Linda set for starring role at awards

An inspirational social care pioneer is in the running to win a top award.

Mother of three Linda Jones, from Blaenau Ffestiniog, is a finalist in the prestigious Wales Care Awards.

The slate quarrying town of Blaenau Ffestiniog has long been renowned for its community spirit.

She established the aptly-named company, Seren Ffestiniog, in 1996 to provide care, jobs and a future for those with learning difficulties.

From that humble beginning with just two employees and helped with a grant of £5,000, it has grown to a caring business looking after 34 people with learning difficulties with 52 full time employees.

Mrs Jones, 62, was guided by the vision that local people should not have to travel out of the area to find activities to meet their needs.

She explained: “They were being bussed out at 8am and coming back by early evening and I thought they deserved better.”

Now, Mrs Jones been shortlisted in the category for Leading Practice in Learning Disability Services and will hear her fate at a glittering ceremony at Cardiff City Hall on October 21. The award is sponsored by Mental Health Care.

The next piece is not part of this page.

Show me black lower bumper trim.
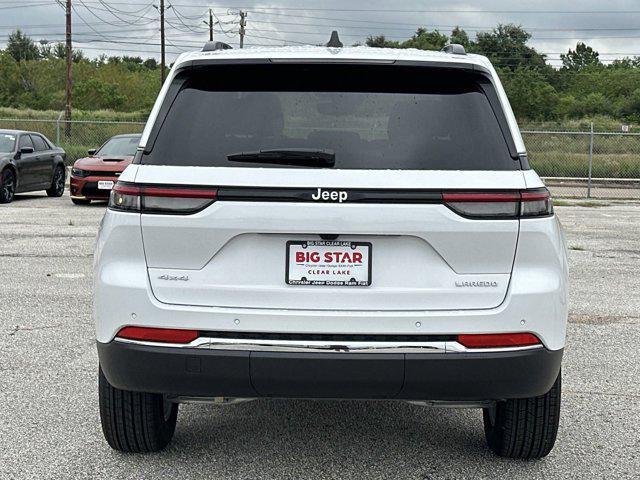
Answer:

“Our policy has always been to do what the community wants,” she says. And the greatest reward she finds is in the smile of one of the people whose lives are being made better. “However ‘down’ you may feel when you arrive at work you have to respond with a smile yourself,” she says.

 Among the facilities provided by Seren is a small furniture business which locals have affectionately dubbed ‘Harrods’ which renovates donated furniture and also buys new furniture  “for sale to Blaenau people at prices they can afford”, a craft workshop and shop where cards and artwork are sold,  and a clothing shop, all giving jobs to adults with learning difficulties. At Llan Ffestiniog there is a garden nursery supplying local shops, including hanging baskets and kindling.

Mrs Jones, who serves on Gwynedd county council and is managing director of Seren, says sometimes people with disabilities have to cope with those who have looked after them having to move on. “But I would like them to know I intend to be always be here for them,” she promises.

She has established a house where four men with learning difficulties are tenants in their own right, able to make choices with the support of care staff, and another three were supported in their own homes to lead a full and active life.

Her latest project is securing an old people’s home which closed recently and turning it into a 3-star, ten en-suite bedroom hotel for people with learning difficulties and their families to come for holidays or breaks.

Mrs Jones was nominated for the award by care manager Adelyn Ellis. She says : “As a management team we appreciate how her complete dedication, hard work and dynamism has greatly changed and improved the lives of so many people with learning difficulties and also the attitude of the local community towards them.

“Years ago families with children with learning difficulties used to keep them hidden at home or babies were put into institutions. Thankfully, through the work of people like Linda, families today have the required support to enable children and adult with learning difficulties to live independent and fulfilled lives within their own community.”

“Linda herself with some of the care staff go on holiday twice a year with the adults with learning difficulties that we support, usually around 26 of us, and it is like going away on holiday with a large family. She has provided the opportunity to go to Ireland, Blackpool, Llandudno and a coach trip to Euro Disney in 2009 was a huge success.”

“Linda is an inspiration not only to the staff but to the way that the local community perceive and treat individuals with learning difficulties.”

Mario Kreft MBE, the Honorary Chief Executive of Care Forum Wales, said the Wales Care Awards had gone from strength to strength.

He said: “The event is now firmly established as one of the highlights in the Welsh social care calendar.

“The aim is to recognise the unstinting and often remarkable dedication of our unsung heroes and heroines across Wales.

“The care sector is full of wonderful people because it’s not just a job it’s a vocation – these are the people who really do have the X Factor.

“If you don’t recognise the people who do the caring you will never  provide the standards that people need and never recognise the value of the people who need the care in society.

“We need to do all we can to raise the profile of the care sector workforce – they deserve to be lauded and applauded.

“It is a pleasure to honour the contribution of all the finalists. Each and every one of them should be very proud of their achievement.”